La casa que está al centro de la habitación es también blanca, de muros rasgados periódicamente por rendijas (que de nuevo me recuerdan al cuento de Hoffman, con su escena voyerista, de ver sin ser visto) a través de las cuales se ven diminutas escenas de dibujos animados (una mujer que cura a un niño de una herida en la rodilla, un hombre moviéndose en sueños, una mujer mirándose al espejo), fragmentos de una historia que recomienza antes de alcanzar a agarrar vuelo (y que al mismo tiempo uno no puede evitar imaginar que sigue desarrollándose cuando nadie está mirando).

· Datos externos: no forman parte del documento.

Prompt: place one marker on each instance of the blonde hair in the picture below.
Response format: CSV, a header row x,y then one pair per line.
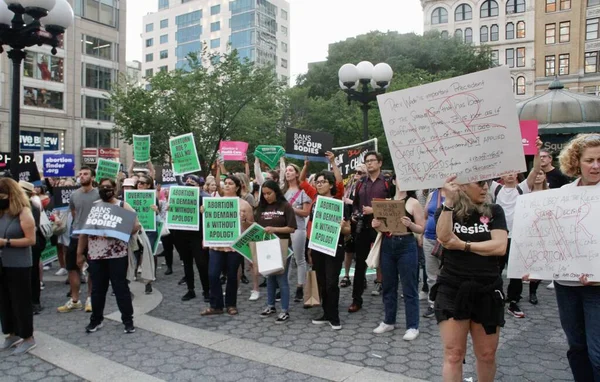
x,y
17,198
571,155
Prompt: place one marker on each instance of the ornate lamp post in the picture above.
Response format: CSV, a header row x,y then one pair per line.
x,y
25,23
360,77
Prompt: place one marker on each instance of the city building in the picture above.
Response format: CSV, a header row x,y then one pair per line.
x,y
506,26
63,99
258,29
568,44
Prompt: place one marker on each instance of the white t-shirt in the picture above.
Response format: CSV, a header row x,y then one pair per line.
x,y
507,199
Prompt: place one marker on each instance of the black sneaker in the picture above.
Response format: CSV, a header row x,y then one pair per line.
x,y
283,317
267,312
189,295
92,328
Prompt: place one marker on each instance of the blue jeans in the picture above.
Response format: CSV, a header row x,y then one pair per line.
x,y
284,288
579,311
399,257
215,265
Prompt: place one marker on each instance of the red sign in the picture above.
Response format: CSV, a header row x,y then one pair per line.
x,y
529,133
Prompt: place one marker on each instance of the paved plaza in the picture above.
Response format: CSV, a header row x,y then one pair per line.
x,y
173,343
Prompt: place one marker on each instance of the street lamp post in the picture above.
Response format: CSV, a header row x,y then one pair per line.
x,y
362,75
25,23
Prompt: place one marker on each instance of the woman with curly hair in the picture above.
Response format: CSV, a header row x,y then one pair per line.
x,y
579,301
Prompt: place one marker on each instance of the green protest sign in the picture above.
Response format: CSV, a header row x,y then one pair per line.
x,y
327,225
141,148
142,201
269,154
184,154
221,221
107,169
184,208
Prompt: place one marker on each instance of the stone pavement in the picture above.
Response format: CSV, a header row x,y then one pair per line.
x,y
173,343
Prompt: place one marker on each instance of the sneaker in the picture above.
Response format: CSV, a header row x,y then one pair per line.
x,y
377,290
283,317
383,327
254,295
320,321
92,328
268,311
70,306
514,309
411,334
430,312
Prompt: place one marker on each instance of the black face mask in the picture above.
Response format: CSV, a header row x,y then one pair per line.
x,y
106,194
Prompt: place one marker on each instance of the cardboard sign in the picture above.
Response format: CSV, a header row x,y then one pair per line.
x,y
142,201
465,125
555,235
59,165
269,154
231,150
349,157
327,225
529,134
184,154
141,148
389,212
302,143
184,208
106,219
221,221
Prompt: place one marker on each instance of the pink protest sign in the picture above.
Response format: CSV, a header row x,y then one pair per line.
x,y
529,133
231,150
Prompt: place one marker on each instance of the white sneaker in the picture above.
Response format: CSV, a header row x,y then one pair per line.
x,y
411,334
255,295
383,327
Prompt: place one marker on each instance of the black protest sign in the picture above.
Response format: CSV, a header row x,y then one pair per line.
x,y
314,144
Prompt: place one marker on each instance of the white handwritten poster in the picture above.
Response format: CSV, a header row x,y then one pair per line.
x,y
465,125
555,235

Se trata del espacio más completamente enclaustrado, clausurado, de la muestra, al que sólo se nos permite asomarnos pero no ingresar (una metáfora de nuestra posición de observadores frente al resto de las obras en tanto que imágenes provenientes de un mundo interior o exterior que nos excede, y del que este gabinete es una imagen en miniatura, una mínima muestra).

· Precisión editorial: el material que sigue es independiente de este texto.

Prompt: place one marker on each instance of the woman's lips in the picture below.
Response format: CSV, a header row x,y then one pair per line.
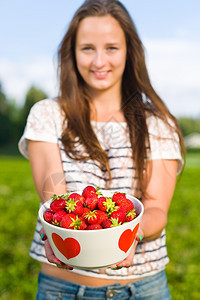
x,y
101,75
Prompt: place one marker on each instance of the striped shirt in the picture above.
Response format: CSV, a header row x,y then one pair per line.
x,y
44,123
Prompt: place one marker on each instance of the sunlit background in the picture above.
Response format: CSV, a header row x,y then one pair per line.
x,y
31,31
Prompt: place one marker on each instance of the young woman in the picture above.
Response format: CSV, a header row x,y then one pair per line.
x,y
108,127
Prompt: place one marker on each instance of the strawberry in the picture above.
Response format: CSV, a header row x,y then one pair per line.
x,y
88,191
106,223
119,214
126,203
106,204
85,210
130,215
74,206
83,224
77,197
94,227
57,217
102,215
117,196
91,201
92,217
48,215
57,204
71,221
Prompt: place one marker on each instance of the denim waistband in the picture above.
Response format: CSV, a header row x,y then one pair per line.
x,y
55,288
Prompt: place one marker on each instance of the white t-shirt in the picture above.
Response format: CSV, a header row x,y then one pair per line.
x,y
44,123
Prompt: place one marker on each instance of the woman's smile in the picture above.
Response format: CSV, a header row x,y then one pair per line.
x,y
101,52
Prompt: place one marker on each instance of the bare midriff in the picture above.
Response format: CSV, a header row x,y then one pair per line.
x,y
79,279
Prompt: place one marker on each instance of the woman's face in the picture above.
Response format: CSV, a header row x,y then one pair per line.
x,y
101,52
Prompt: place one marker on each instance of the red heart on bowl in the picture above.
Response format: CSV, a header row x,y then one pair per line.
x,y
69,247
126,238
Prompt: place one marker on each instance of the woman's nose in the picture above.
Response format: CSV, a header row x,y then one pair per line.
x,y
99,59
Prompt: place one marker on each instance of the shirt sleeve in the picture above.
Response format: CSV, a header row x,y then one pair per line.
x,y
41,125
164,142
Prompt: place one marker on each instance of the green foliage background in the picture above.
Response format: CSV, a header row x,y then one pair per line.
x,y
18,212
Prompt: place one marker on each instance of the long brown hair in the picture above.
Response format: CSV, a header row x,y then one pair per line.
x,y
138,95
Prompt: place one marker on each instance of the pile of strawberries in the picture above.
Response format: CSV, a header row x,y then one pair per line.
x,y
89,210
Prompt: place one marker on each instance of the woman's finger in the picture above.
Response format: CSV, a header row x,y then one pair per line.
x,y
50,254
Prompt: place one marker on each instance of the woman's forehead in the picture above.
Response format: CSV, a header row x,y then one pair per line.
x,y
105,28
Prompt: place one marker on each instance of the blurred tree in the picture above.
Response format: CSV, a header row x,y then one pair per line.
x,y
5,124
33,95
189,125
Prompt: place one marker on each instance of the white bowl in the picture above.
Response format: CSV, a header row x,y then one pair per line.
x,y
93,249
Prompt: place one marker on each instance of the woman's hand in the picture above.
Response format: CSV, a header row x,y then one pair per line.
x,y
50,254
127,262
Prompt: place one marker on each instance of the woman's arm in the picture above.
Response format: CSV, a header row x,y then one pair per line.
x,y
49,179
160,190
47,169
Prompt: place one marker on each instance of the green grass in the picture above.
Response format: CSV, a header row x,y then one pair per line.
x,y
18,210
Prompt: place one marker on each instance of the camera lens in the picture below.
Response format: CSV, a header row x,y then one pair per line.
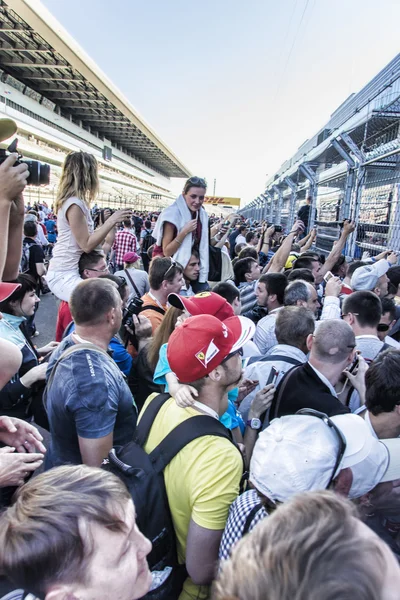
x,y
39,173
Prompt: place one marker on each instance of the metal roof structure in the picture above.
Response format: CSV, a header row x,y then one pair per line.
x,y
39,53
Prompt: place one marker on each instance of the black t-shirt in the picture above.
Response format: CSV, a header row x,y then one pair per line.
x,y
304,389
36,255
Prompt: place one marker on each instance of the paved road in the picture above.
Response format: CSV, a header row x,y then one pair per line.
x,y
45,320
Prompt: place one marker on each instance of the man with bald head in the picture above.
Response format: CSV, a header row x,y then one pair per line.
x,y
312,385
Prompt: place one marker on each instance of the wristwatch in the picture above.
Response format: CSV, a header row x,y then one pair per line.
x,y
254,423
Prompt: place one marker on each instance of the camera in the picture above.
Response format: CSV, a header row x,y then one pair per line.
x,y
39,173
133,308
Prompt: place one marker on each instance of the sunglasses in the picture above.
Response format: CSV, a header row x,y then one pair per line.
x,y
342,440
174,264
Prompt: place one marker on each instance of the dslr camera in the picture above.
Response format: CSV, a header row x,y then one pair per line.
x,y
39,173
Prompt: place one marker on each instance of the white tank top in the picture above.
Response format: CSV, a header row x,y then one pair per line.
x,y
66,252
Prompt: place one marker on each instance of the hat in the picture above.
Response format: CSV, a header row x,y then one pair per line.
x,y
204,303
7,128
202,342
130,257
6,289
298,453
366,278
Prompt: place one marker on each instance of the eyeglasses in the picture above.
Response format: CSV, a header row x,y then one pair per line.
x,y
240,352
342,440
174,264
200,181
105,270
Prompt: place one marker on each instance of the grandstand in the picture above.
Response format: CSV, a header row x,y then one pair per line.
x,y
349,169
62,101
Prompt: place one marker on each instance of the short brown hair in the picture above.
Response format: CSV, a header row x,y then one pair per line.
x,y
41,541
92,299
307,550
159,266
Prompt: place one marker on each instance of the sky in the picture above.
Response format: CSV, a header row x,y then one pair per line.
x,y
233,87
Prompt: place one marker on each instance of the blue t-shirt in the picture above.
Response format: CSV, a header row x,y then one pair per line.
x,y
88,398
231,418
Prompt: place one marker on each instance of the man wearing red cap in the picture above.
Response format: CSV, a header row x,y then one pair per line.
x,y
203,479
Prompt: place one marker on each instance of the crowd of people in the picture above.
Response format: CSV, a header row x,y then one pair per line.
x,y
219,412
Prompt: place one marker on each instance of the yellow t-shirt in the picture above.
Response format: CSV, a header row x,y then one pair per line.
x,y
201,481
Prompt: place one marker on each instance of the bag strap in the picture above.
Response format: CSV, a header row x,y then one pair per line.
x,y
132,282
275,357
65,354
282,389
147,418
183,434
250,518
152,307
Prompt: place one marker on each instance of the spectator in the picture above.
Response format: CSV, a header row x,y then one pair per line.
x,y
291,553
362,310
293,326
270,292
312,385
124,242
373,277
78,188
133,275
91,265
146,241
387,322
22,396
165,278
202,352
89,405
190,274
304,450
247,273
183,226
87,515
230,292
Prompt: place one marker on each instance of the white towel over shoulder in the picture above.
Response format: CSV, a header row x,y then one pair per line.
x,y
179,214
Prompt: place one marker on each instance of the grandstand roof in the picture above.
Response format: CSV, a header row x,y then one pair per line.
x,y
37,51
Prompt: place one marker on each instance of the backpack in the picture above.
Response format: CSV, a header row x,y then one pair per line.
x,y
148,241
142,473
26,253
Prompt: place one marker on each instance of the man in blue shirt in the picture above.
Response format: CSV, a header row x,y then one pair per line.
x,y
89,404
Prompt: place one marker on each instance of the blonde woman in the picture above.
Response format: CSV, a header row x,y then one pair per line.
x,y
78,187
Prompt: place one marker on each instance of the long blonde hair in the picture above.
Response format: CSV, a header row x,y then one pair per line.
x,y
79,178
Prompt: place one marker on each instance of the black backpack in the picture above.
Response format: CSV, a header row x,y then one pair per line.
x,y
148,241
142,473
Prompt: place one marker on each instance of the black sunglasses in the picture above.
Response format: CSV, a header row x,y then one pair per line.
x,y
342,440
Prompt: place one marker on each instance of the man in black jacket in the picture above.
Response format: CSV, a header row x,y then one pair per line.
x,y
332,349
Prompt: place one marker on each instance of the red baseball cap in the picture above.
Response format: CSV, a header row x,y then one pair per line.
x,y
204,303
202,342
6,289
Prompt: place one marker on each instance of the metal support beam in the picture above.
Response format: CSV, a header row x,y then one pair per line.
x,y
310,175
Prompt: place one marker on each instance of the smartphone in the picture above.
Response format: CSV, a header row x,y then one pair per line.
x,y
328,276
272,376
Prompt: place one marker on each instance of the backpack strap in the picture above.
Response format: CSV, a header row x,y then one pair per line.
x,y
148,417
183,434
250,518
274,357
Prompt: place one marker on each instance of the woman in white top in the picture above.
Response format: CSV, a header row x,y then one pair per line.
x,y
78,187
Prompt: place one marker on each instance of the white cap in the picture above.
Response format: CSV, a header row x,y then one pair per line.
x,y
298,453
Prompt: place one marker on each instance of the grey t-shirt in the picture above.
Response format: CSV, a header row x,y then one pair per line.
x,y
140,279
88,398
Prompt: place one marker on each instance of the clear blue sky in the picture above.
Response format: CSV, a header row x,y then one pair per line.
x,y
233,87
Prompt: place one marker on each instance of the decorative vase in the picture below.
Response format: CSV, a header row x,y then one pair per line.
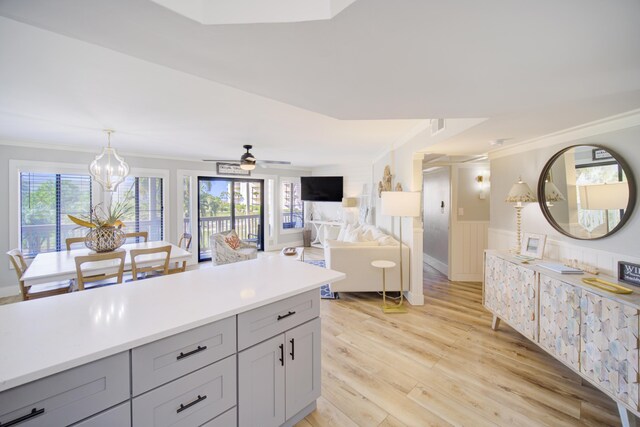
x,y
105,239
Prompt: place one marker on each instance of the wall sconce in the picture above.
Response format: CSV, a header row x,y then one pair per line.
x,y
481,187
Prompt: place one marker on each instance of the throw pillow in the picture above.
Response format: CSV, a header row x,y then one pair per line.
x,y
232,240
353,235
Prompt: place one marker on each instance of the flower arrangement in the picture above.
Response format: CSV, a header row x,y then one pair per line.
x,y
101,217
105,225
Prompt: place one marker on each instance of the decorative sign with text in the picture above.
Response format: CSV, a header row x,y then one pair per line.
x,y
629,273
601,154
231,169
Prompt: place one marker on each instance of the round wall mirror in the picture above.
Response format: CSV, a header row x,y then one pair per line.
x,y
586,192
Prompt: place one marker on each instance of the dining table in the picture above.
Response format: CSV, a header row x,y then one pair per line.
x,y
56,266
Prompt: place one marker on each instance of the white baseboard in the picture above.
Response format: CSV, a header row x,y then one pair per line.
x,y
437,264
466,278
414,298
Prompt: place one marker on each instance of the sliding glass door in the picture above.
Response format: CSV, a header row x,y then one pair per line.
x,y
226,204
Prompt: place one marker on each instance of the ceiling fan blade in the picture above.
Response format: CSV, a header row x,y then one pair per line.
x,y
274,162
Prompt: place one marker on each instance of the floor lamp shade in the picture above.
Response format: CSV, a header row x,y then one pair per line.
x,y
401,203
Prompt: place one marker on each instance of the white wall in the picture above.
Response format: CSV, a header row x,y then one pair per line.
x,y
621,135
17,151
405,159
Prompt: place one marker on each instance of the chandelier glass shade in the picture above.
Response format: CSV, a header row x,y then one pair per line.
x,y
108,168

Es tal vez por esa disparidad entre lo que se muestra y lo que se sugiere, la multitud de motivos enlazados y de escenas asociadas, que la muestra corre el riesgo por momentos de una dispersión que es a la vez su fortaleza y su debilidad: su diversidad de técnicas, temáticas y estrategias de representación no parece converger en un núcleo único, ni a nivel formal ni a nivel teórico, ni depender del contraste entre dos voces que su elaboración en tandem podría implicar, aunque hay claramente una serie de oposiciones que van sugiriéndosele al espectador a medida que la recorre (opaco/transparente, color/blanco y negro, animado/inanimado, entre otras). Los artistas decidieron no dejar del todo claro tampoco qué obras pertenecen a cuál de los dos, y aunque quien conozca su trabajo reconocerá sin duda la huella de sus obsesiones e intereses individuales, o de sus destrezas específicas, uno se queda con la impresión de que ambos se dieron permiso para salirse del territorio en que se mueven con mayor familiaridad y aventurarse en zonas de trabajo en que lo impredecible tiene un rol central. Este relativo descontrol, unido a una impresionante maestría técnica, y a la capacidad de distanciarse de ella para disfrutarla, revelar sus mecanismos, desnudarla y desarmarla, tal vez se hallen entre las lecciones más importantes que este gabinete nos propone. Creo que hay otra lección, no planeada, que proviene del contraste entre el espacio de la galería (que se había dicho que el gobierno cerraría so pretexto de trasladarla a Valparaíso, ignoro si eso sigue siendo así) y el espacio de la calle en la que se encuentra, al lado del metro Moneda, el espacio que estos días hemos visto ocupado por protestas, gases lacrimógenos, guanacos, pacos, estudiantes con pancartas, carnavales, gritos, encapuchados. El significado de esa conjunción entre la galería, el gabinete, y la Alameda, está por definirse todavía.
El jueves 7 de julio, a las 19:00 horas se realizará un encuentro con los artistas en la misma Galería Gabriela Mistral, ubicada en Alameda 1381.